Pandemia proviene del griego pan, todos, y demos, pueblos. En general, éstas son causadas por un nueva cepa o subtipo de virus contagioso que se transmite entre humanos o por otros microorganismos que se vuelven resistentes al tratamiento con antibióticos. Su propagación se efectúa en una amplia zona geográfica sin distinguir fronteras o territorios, con picos infecciosos relativamente cortos, pero de alta mortalidad. Las pandemias se diferencian de las epidemias por su mayor alcance, si bien su delimitación no es simple. Una epidemia como el ébola, cuyo virus afectó a Liberia y a otros países del África occidental (2014-2016), estuvo cerca de convertirse en una pandemia si no fuera por el gran esfuerzo internacional para su contención. Lo cierto es que la humanidad siempre ha sido vapuleada por pandemias, y el COVID-19 no será la última.

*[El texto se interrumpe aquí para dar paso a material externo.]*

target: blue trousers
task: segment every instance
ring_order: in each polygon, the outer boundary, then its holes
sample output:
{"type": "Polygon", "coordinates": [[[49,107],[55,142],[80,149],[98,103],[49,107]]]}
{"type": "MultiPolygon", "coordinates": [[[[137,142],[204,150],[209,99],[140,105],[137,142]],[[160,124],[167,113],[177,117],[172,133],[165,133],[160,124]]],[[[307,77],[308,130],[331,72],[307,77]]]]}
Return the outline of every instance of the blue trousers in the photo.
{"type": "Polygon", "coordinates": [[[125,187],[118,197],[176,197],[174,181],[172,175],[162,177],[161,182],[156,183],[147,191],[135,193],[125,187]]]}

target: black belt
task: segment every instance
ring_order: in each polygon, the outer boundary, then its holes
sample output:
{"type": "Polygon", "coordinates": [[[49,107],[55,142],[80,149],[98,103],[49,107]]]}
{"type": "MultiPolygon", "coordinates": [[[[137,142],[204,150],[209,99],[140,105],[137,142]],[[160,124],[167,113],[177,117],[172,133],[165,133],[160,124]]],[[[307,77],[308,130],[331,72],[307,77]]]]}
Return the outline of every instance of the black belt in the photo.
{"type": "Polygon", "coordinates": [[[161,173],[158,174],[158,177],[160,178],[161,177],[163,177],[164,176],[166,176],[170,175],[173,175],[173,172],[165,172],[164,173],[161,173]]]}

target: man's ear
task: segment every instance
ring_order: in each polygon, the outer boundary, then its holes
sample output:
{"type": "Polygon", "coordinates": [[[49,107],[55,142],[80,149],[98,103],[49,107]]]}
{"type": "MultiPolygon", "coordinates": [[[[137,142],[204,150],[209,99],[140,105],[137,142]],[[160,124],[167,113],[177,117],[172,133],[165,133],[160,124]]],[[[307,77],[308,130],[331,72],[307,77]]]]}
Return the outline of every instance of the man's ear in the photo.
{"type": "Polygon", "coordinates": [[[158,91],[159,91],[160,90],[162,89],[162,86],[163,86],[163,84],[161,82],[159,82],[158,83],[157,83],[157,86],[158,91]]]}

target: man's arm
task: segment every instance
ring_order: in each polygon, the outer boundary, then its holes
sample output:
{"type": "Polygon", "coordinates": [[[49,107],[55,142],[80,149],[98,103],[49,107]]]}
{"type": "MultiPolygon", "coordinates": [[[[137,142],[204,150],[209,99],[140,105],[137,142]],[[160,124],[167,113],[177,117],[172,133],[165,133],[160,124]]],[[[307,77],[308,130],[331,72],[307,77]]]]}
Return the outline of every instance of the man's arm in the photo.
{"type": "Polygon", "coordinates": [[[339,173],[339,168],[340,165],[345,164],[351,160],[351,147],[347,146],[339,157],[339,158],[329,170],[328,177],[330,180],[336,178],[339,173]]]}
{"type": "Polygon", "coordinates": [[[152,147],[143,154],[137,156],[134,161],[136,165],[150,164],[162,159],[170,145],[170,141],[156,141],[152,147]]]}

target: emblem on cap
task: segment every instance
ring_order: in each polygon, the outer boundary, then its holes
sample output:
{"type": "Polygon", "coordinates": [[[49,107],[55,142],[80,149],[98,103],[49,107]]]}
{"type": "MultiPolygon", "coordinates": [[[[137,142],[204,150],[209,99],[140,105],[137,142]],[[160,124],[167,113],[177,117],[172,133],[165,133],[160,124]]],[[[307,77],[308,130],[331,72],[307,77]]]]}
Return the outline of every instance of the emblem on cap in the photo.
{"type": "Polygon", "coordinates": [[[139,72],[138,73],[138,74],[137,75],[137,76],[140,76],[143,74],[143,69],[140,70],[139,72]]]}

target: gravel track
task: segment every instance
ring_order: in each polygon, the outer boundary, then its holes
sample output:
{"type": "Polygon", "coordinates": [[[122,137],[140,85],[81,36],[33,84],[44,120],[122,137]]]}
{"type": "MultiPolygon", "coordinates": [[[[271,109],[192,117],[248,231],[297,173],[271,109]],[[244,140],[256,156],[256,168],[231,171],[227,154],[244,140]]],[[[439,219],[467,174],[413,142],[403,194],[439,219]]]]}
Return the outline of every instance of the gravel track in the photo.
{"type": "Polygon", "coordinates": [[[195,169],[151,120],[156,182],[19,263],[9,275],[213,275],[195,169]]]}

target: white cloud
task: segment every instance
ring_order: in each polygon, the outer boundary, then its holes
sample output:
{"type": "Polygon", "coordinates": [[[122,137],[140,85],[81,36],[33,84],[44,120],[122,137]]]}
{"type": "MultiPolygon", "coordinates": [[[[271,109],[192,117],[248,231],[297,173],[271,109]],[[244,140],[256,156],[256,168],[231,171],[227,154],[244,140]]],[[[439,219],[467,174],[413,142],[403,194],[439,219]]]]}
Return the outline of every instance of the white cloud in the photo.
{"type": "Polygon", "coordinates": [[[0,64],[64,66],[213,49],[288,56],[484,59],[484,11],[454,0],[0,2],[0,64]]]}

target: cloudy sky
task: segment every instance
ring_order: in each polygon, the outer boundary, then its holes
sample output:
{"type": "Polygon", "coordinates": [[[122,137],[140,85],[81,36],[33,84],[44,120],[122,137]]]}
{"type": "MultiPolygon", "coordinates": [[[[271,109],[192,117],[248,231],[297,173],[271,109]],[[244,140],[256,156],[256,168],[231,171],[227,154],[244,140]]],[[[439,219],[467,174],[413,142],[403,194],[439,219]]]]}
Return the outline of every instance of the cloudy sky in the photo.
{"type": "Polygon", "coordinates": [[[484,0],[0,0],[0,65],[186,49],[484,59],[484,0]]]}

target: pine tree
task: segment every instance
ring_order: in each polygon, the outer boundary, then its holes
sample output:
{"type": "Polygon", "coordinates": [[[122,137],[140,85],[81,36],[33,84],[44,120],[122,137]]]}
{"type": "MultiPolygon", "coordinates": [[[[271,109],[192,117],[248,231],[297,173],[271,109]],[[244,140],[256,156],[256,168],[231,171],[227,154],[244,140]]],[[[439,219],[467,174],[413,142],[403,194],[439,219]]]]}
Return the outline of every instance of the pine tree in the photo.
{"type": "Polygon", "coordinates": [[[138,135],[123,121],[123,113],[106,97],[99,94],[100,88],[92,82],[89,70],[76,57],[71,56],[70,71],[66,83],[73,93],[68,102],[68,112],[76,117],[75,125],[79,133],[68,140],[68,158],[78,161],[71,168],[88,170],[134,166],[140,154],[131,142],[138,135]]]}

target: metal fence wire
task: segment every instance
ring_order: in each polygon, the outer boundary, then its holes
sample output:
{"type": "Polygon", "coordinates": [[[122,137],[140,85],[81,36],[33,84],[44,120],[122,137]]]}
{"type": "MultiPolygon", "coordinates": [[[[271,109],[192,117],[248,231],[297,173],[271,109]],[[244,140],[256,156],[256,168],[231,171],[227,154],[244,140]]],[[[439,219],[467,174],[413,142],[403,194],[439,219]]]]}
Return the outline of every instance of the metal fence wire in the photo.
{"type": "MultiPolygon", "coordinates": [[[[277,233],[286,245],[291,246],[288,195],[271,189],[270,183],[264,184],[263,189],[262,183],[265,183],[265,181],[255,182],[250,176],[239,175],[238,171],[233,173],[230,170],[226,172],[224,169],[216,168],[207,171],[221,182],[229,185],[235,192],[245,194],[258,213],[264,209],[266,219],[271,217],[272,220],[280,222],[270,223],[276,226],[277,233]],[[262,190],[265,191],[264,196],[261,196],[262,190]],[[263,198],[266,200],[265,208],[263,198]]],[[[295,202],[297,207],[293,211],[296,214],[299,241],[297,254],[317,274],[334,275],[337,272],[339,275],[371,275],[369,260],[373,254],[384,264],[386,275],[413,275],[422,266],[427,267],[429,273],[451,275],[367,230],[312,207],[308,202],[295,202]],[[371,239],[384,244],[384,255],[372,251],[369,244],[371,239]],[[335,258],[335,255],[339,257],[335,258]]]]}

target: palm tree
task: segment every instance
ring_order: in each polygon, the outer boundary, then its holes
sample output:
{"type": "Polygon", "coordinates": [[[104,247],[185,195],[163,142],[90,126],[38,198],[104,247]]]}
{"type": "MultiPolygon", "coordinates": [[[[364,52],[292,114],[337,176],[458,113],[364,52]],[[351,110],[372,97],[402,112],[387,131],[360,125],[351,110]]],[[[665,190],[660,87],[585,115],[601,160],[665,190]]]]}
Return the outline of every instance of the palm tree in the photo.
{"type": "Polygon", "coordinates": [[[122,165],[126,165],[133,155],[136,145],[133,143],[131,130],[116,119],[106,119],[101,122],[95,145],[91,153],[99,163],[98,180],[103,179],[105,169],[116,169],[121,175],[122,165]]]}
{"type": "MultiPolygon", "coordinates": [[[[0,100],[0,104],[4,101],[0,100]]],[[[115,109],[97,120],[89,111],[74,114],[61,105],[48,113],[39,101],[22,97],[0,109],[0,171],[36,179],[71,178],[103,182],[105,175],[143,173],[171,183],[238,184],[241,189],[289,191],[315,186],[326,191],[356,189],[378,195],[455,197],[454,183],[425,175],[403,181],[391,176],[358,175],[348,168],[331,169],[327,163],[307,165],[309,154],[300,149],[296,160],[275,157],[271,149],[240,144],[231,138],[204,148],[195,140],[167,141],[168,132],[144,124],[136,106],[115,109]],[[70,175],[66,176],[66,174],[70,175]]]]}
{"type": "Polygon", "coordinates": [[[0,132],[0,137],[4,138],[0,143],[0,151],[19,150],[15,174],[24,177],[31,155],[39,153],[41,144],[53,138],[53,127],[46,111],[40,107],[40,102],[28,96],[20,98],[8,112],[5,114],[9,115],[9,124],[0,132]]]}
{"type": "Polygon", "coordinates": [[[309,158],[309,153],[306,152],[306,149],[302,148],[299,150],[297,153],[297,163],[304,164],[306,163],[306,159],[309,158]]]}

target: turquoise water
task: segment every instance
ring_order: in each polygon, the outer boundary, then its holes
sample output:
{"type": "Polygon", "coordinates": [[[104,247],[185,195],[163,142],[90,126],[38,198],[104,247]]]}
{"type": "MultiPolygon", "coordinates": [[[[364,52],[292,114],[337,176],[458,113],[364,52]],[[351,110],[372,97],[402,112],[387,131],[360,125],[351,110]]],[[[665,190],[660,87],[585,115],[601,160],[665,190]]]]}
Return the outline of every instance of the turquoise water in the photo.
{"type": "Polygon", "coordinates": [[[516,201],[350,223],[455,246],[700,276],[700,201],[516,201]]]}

Las pandemias en la historia de la humanidad
Una de las primeras pandemias registradas fue la peste de Justiniano (541-542), en alusión al emperador del Imperio Romano de oriente o Bizantino, que afectó a la ciudad de Constantinopla (Estambul) y se expandió por Europa, Asia y África, aniquilando entre 25 y 50 millones de personas. Su sucesora, la peste negra o bubónica, causó la muerte de alrededor un 60% de la población europea en el siglo XIV. Con el descubrimiento de América (1492), los europeos trajeron virus y bacterias mortales tales como la viruela, el sarampión, el tifus y el cólera, para los cuales los pueblos originarios no tenían inmunidad. A su regreso, los marineros llevaron la sífilis a Europa o, según nuevos estudios, aceleraron su expansión. La mal llamada gripe española (1918-1920), debido a que se originó en los EE.UU., diezmó entre 50 y 75 millones de almas. Se considera la peor de todas, ya que provocó más víctimas que la Primera Guerra Mundial (1914-1918).
Otras importantes pandemias fueron: las siete versiones del cólera (1816-1975), la gripe asiática (1956-1958), la gripe de Hong Kong (1968-1969) y el HIV/SIDA (1980-hasta la actualidad). Las más recientes, aunque mucho menos letales, fueron: la gripe porcina (2009-2010), emparentada con la gripe española, que infectó a más del 20 % de la población mundial y causó aproximadamente 200.000 muertes; el SARS, que apareció en China, se extendió a 24 países y mató a 774 personas (2002-2004), y el MERS, virus reportado en Arabia Saudita en 2012 y que causó más de 850 decesos. Estas últimas dos vinculadas al COVID-19. Si bien cada pandemia se propagó en distintos contextos y su contención obedeció al uso de los limitados recursos disponibles, todas comparten semejanzas que hacen eco de patrones olvidados. Aquí compartimos algunos de ellos.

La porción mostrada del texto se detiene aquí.